The Elders also defended the ICC and the International Court of Justice in their roles in the Israel-Hamas conflict, opposing any efforts to delegitimize their work or threaten their officials with punitive measures.

“The rule of law must be applied consistently. Double standards allow autocrats to frame the universal values of human rights and international law enshrined in the UN Charter as Western constructs. They are not. They serve the interests of every country,” the statement read.

Highlighting the broader implications of political neglect, The Elders pointed to numerous conflicts affecting approximately 2 billion people in countries such as Myanmar, Sudan, the Democratic Republic of Congo, and Haiti. They also criticized the recent failure to agree on a new pandemics treaty, stressing the need for global preparedness against future pandemics.

With major climate and biodiversity negotiations on the horizon, The Elders urged world leaders to ensure that international agreements are implemented faithfully. They called on leaders to be honest with their citizens about the risks posed by current geopolitical instability and to advocate for sustainable, long-term solutions.

“As we conclude our board meeting in Brazil, we look to the country’s leadership to seize the opportunities presented by November’s G20 Summit and the major climate conference (COP30) in 2025, to work with other countries on restoring the credibility of the multilateral system and the trust which underpins it.”

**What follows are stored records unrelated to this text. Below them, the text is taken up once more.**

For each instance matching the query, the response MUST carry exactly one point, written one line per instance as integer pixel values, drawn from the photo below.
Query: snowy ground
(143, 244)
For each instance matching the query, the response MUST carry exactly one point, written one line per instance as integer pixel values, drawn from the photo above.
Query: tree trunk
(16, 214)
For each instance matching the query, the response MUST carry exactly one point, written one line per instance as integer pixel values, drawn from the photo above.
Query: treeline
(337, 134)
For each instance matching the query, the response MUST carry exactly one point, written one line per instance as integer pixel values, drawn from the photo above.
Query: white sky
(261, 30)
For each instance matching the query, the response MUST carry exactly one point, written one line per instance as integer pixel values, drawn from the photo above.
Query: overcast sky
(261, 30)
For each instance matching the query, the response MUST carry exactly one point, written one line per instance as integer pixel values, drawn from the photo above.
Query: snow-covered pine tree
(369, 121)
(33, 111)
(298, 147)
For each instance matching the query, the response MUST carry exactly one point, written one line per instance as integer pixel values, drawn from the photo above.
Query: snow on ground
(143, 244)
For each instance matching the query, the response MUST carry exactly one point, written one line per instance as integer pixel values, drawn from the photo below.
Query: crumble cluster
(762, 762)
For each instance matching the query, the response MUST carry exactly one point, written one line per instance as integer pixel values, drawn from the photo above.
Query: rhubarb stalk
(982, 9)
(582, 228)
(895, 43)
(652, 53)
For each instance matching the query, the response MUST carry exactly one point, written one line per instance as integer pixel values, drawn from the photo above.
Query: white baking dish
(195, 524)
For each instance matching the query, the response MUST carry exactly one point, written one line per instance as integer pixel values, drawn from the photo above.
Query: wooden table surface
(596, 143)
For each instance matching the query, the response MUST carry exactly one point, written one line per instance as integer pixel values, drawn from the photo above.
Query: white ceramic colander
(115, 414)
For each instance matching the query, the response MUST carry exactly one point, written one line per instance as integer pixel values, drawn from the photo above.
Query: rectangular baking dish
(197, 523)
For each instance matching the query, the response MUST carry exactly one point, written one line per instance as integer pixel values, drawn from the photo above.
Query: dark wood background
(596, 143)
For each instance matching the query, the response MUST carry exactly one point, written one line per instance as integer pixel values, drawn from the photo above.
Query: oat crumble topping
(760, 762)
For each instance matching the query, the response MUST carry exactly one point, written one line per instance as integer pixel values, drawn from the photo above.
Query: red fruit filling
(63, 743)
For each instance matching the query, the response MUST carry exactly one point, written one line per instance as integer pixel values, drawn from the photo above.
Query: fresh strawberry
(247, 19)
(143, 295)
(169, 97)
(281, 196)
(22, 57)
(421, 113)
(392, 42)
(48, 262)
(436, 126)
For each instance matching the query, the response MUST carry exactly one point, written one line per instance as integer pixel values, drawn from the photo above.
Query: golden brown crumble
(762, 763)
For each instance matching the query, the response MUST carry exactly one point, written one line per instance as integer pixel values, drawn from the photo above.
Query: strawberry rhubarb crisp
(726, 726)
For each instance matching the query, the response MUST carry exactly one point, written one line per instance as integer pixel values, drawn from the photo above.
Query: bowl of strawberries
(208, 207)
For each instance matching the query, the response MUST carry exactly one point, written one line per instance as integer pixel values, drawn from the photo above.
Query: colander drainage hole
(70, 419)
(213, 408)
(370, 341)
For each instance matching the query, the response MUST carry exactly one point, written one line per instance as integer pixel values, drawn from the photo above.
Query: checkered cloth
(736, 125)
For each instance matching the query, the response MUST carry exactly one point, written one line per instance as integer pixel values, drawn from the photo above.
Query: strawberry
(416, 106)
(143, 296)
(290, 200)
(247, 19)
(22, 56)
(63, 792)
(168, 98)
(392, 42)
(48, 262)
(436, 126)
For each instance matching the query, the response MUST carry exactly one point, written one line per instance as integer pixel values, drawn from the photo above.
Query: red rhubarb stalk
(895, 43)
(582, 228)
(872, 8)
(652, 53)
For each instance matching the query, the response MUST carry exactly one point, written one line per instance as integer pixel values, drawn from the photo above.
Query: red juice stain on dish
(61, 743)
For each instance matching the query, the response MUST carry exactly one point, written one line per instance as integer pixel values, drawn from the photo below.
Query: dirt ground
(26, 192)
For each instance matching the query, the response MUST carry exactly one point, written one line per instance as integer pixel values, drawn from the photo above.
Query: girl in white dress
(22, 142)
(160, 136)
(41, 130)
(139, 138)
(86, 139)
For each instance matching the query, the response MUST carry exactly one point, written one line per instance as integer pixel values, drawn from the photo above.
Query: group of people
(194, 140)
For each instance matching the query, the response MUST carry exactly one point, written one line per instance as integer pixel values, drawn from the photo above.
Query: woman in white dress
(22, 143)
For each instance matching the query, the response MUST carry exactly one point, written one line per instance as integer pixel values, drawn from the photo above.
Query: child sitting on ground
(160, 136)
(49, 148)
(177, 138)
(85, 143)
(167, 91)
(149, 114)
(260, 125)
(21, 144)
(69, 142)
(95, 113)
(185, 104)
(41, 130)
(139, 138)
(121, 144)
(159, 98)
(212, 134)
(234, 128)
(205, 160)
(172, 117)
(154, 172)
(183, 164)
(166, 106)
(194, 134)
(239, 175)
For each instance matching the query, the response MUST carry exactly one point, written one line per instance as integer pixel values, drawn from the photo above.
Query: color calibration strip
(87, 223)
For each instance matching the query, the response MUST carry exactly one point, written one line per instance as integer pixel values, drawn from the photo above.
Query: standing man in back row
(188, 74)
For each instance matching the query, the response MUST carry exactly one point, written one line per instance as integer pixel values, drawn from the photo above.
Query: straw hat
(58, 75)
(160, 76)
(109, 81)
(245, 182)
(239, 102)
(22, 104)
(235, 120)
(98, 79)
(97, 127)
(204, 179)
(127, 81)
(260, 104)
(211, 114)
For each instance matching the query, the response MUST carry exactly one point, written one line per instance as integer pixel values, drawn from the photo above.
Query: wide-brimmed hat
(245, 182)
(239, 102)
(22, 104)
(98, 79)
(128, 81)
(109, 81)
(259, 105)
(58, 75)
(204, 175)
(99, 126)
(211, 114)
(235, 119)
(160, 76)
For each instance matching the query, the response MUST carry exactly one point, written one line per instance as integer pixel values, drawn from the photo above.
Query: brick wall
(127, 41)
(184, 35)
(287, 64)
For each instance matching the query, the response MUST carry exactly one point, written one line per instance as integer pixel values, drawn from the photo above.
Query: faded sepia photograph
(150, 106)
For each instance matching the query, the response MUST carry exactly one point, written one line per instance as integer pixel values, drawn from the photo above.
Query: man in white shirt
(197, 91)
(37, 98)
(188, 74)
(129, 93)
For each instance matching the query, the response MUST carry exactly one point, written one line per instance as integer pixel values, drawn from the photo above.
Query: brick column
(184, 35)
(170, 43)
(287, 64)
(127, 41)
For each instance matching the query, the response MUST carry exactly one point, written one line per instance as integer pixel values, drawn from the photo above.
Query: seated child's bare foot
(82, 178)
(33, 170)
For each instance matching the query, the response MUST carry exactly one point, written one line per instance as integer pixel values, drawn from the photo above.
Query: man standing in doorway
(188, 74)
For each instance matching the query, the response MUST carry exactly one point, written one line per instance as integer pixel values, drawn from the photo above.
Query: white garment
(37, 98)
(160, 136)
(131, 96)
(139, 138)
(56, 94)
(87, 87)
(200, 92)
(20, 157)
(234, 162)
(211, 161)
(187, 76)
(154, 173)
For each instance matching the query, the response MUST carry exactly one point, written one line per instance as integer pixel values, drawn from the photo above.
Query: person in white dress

The Elders concluded by urging leaders to adopt a long-term vision to build a better world for both current and future generations, warning that time is running out to strengthen the institutions necessary for global collaboration.

About The Elders: The Elders are independent global leaders working for peace, justice, human rights, and a sustainable planet. The group was founded by Nelson Mandela in 2007 to promote ethical leadership and advocate for solutions to global problems.